The Greatest Greek Myths You Never Heard

by Tracy Barrett

Pub Date: July 7th, 2016
ISBN: 978-1-5351-4450-6
Publisher: CreateSpace

Seventeen lesser-known Greek myths get energetic retellings in this collection for readers 12 and up.

Many YA readers are familiar with the immortals of Olympus from works like D’Aulaires’ Book of Greek Myths, but the same tales tend to get repeated, leaving out variations, contradictions, or plots with less appeal to modern audiences. Barrett (On Etruscan Time, 2015, etc.), a prolific writer of YA fiction, returns to the classical setting she employed in books like King of Ithaka (2014) to explore these less-told tales.
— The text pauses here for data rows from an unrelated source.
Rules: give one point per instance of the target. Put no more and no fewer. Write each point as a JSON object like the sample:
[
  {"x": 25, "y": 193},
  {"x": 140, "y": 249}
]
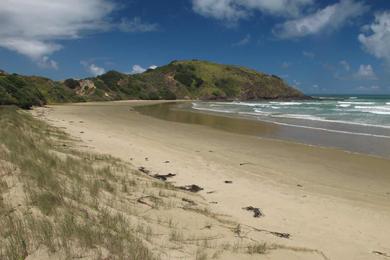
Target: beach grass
[{"x": 59, "y": 200}]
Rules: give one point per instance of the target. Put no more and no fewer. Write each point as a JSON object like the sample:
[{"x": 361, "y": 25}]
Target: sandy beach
[{"x": 327, "y": 199}]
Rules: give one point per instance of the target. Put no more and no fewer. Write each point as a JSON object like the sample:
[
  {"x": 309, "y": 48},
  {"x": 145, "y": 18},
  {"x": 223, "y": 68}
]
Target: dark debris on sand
[
  {"x": 191, "y": 188},
  {"x": 256, "y": 211}
]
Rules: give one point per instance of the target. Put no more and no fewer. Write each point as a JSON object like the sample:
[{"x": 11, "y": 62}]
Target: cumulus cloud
[
  {"x": 376, "y": 40},
  {"x": 308, "y": 54},
  {"x": 137, "y": 69},
  {"x": 137, "y": 25},
  {"x": 46, "y": 62},
  {"x": 345, "y": 65},
  {"x": 286, "y": 64},
  {"x": 32, "y": 28},
  {"x": 366, "y": 72},
  {"x": 244, "y": 41},
  {"x": 235, "y": 10},
  {"x": 327, "y": 19}
]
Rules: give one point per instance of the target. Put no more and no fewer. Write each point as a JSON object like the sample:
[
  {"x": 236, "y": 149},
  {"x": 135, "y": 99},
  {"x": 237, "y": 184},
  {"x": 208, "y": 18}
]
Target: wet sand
[
  {"x": 327, "y": 199},
  {"x": 348, "y": 137}
]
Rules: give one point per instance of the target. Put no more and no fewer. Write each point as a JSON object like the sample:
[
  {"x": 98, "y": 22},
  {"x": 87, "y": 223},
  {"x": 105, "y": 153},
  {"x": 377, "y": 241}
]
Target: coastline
[
  {"x": 350, "y": 137},
  {"x": 327, "y": 199}
]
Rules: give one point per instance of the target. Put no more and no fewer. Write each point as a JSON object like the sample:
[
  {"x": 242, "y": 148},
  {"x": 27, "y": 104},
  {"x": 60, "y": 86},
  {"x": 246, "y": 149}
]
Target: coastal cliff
[{"x": 178, "y": 80}]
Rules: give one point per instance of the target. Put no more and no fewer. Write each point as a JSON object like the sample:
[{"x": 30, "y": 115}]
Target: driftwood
[
  {"x": 191, "y": 188},
  {"x": 191, "y": 202},
  {"x": 144, "y": 170},
  {"x": 256, "y": 211},
  {"x": 163, "y": 177},
  {"x": 381, "y": 253},
  {"x": 278, "y": 234},
  {"x": 142, "y": 200}
]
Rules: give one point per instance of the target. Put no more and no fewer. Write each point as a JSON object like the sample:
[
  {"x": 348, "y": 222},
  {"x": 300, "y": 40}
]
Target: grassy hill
[{"x": 177, "y": 80}]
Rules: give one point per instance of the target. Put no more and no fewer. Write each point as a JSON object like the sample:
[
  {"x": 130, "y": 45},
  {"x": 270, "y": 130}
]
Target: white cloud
[
  {"x": 365, "y": 72},
  {"x": 369, "y": 88},
  {"x": 137, "y": 69},
  {"x": 46, "y": 62},
  {"x": 137, "y": 25},
  {"x": 345, "y": 65},
  {"x": 235, "y": 10},
  {"x": 327, "y": 19},
  {"x": 308, "y": 54},
  {"x": 286, "y": 65},
  {"x": 243, "y": 41},
  {"x": 377, "y": 39},
  {"x": 32, "y": 28}
]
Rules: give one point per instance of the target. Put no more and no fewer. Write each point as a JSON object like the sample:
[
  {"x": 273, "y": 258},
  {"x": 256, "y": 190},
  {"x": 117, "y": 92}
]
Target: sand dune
[{"x": 328, "y": 200}]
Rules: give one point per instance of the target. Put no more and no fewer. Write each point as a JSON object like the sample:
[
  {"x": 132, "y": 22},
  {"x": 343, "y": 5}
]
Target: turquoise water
[{"x": 360, "y": 110}]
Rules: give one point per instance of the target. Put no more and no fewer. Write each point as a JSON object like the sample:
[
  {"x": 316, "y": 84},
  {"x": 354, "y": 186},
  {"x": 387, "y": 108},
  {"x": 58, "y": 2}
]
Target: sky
[{"x": 320, "y": 47}]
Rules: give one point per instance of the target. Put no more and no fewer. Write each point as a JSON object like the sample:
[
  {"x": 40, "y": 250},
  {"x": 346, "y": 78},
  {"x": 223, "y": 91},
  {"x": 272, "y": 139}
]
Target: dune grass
[
  {"x": 62, "y": 208},
  {"x": 61, "y": 201}
]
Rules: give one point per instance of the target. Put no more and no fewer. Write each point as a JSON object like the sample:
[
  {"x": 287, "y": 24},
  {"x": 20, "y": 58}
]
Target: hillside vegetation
[
  {"x": 177, "y": 80},
  {"x": 60, "y": 200}
]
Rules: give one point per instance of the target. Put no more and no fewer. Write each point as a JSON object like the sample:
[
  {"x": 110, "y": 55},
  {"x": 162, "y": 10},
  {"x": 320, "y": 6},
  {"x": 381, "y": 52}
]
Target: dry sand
[{"x": 327, "y": 199}]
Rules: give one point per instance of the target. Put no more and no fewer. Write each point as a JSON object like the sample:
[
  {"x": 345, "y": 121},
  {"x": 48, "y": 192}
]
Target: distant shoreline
[
  {"x": 327, "y": 199},
  {"x": 368, "y": 144}
]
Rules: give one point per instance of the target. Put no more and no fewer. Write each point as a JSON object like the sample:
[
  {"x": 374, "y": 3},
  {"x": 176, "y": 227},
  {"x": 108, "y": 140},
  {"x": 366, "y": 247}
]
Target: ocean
[
  {"x": 356, "y": 115},
  {"x": 358, "y": 124}
]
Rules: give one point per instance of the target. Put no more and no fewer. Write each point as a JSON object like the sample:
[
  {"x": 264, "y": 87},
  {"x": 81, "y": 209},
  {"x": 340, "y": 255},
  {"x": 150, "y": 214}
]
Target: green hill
[{"x": 177, "y": 80}]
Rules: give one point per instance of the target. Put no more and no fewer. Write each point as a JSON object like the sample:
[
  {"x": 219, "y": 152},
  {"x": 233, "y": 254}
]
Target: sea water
[{"x": 354, "y": 114}]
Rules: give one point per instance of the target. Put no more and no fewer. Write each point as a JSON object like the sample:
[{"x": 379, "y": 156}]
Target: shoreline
[
  {"x": 327, "y": 199},
  {"x": 353, "y": 142}
]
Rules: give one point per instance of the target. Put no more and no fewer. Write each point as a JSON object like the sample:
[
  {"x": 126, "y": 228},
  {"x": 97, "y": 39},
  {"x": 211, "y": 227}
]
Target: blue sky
[{"x": 340, "y": 46}]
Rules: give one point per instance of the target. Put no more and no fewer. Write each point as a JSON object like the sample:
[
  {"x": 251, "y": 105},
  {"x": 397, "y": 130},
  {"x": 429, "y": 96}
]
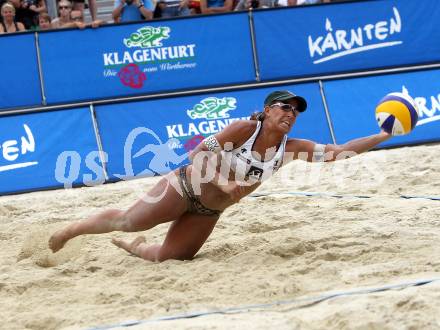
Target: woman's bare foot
[
  {"x": 57, "y": 240},
  {"x": 127, "y": 246}
]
Her framing story, which she uses to good effect, is that Orpheus has been turned into a rock after failing to bring his wife, Eurydice, back from the land of the dead, having broken the proscription to turn and look at her. He can see her again, and apologize for his stupidity, only if he can tell 300 stories (that the listener has never heard) within 3,000 years. And right now, he explains, there are just 17 more to go. These are grouped in four main categories: “Where Things Come From”; “Life’s Big Moments: Birth, Love, Death”; “Gods and Humans”; and “Creatures You Never Knew About.” Two appendices and a glossary supply helpful background information. Orpheus’ narration adds a welcome contemporary note to these 17 wide-ranging tales. They include (for example) the stories of two mischievous brothers who tease Hercules for his sunburned bottom and are transformed into the world’s first monkeys; a handsome farmer who tricks a beautiful girl into marriage through a message on an apple; a giant bronze robot; and a goddess who grants her idea of immortality to a mother by killing the woman’s sons while they’re still “young and beautiful and admired by all.” Orpheus sometimes deftly reflects on these tales for today’s audience, as with the last: “Did Kydippe thank the goddess? Or did she curse her and refuse to worship her again? Herodotus…doesn’t say.” Barrett, too, adds comments after some of the engaging tales that provide further information, food for thought, or acknowledge modern viewpoints.

Accessible and entertaining, these stories provide a thoughtful, fresh take on a classic subject.